In the end, the audience doesn’t engage meaningfully with any of the characters because we find out next to nothing about them; they are just archetypes. Trintignant spouts Chinese poetry and shoots a man dead without batting an eyelid, which is odd as l thought he was just supposed to be an out of work actor? Aulin brings a mischievous beauty to her femme fatale that goes some way to explaining Trintignant’s rather wayward decisions, but she gets little opportunity to do anything else. The performers, and their roles, are simply props for the director to use.

Deadly Sweet (1967)

‘Pretentious, moi?’

Trintignant has had an epic career in European cinema and is still acting as of 2019 at the age of 88. He was showered with awards for his role in ‘Amour’ (2012) and starred in Costa-Gravas’ ‘Z’ (1969) and Kieslowski’s ‘Three Colours: Red’ (1994) amongst many other prestigious projects.

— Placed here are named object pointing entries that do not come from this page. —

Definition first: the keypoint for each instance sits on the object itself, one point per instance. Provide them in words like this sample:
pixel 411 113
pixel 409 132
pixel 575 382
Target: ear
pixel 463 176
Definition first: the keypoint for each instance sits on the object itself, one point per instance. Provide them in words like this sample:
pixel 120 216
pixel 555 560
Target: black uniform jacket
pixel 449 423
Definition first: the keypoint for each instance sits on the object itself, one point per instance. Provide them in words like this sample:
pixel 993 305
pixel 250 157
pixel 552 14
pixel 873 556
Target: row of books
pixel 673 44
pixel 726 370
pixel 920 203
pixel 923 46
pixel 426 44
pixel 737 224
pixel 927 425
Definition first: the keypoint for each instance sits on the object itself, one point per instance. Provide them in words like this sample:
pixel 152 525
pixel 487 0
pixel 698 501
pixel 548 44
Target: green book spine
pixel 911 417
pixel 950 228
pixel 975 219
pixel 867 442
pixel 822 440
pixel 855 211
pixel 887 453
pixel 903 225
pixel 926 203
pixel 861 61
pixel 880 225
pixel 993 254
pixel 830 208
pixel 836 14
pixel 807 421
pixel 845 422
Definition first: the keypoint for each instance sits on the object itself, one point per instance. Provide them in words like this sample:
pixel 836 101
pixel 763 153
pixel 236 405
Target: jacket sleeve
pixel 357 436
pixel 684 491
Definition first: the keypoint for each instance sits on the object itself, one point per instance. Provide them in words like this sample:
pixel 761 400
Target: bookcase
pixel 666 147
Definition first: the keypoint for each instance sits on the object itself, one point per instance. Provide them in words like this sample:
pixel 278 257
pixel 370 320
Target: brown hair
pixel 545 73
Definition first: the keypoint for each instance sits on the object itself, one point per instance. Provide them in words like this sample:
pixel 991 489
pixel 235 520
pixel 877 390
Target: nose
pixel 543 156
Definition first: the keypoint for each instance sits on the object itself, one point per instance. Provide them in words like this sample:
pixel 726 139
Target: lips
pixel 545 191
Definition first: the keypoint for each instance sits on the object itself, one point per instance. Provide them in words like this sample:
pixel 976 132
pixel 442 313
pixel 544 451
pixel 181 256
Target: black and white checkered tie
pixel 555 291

Aulin, on the other hand, retired in 1973 at the age of 23, just five years after taking the title role in ‘Candy’ (1968) starring Richard Burton and Marlon Brando. Brass went onto notoriety as director of the infamous ‘Caligula’ (1979), although he did ask that his name be removed from the film when he discovered the producer’s intentions to insert hard-core pornographic footage filmed without the knowledge of the film’s big-name cast. After that, he carved out a niche as a filmmaker specialising in erotica and has enjoyed considerable artistic and commercial success in that arena ever since.

When interviewed about this production, Brass claimed that he ‘wanted to make a film in ideograms; like Chinese writing where a symbol indicates a whole concept.’

And that’s pretty much all you need to know.

The Being (1983)

The Being (1983)‘The ultimate terror has taken form and Pottsville, Idaho will never be the same.’

A rural town in Idaho has been ravaged by terrible storms. In the aftermath, people are missing and locals begin to report sightings of a strange, slimy, man-like creature. A local detective begins to investigate and suspects that events may be linked to the dumping of nuclear waste in the area…

This low-budget monster smackdown opens with our old friend Voiceover Man, and, as per usual, he’s giving it to us straight and serious. What we are about to witness is some heavy shit going down in ‘This Could Be Your Smalltown, USA’. Writer-director Jackie Kong doesn’t waste any time with preamble either, and the opening has a random local getting decapitated in his car by the claws of a (mostly) unseen beast. Detective Rexx Coltrane finds nothing at the crime scene, which is odd considering the gory FX we’ve just witnessed. He does sit in a pool of green gunk left behind on the driver’s seat, though. And that’s weird too.

Teens are then attacked at the drive-in after the creature hides in a couple’s car. And l don’t mean it’s concealed in the trunk or hunkered down on the back seat. Apparently, it was hiding in the dashboard!? Again, it leaves no evidence of its murderous spree and the absence of the locals is blamed on the recent storms. This makes no sense at all, especially as all we’ve seen of this apparently apocalyptic weather is a few black clouds in one shot at the start of the film. As far as I could tell, it never even rains.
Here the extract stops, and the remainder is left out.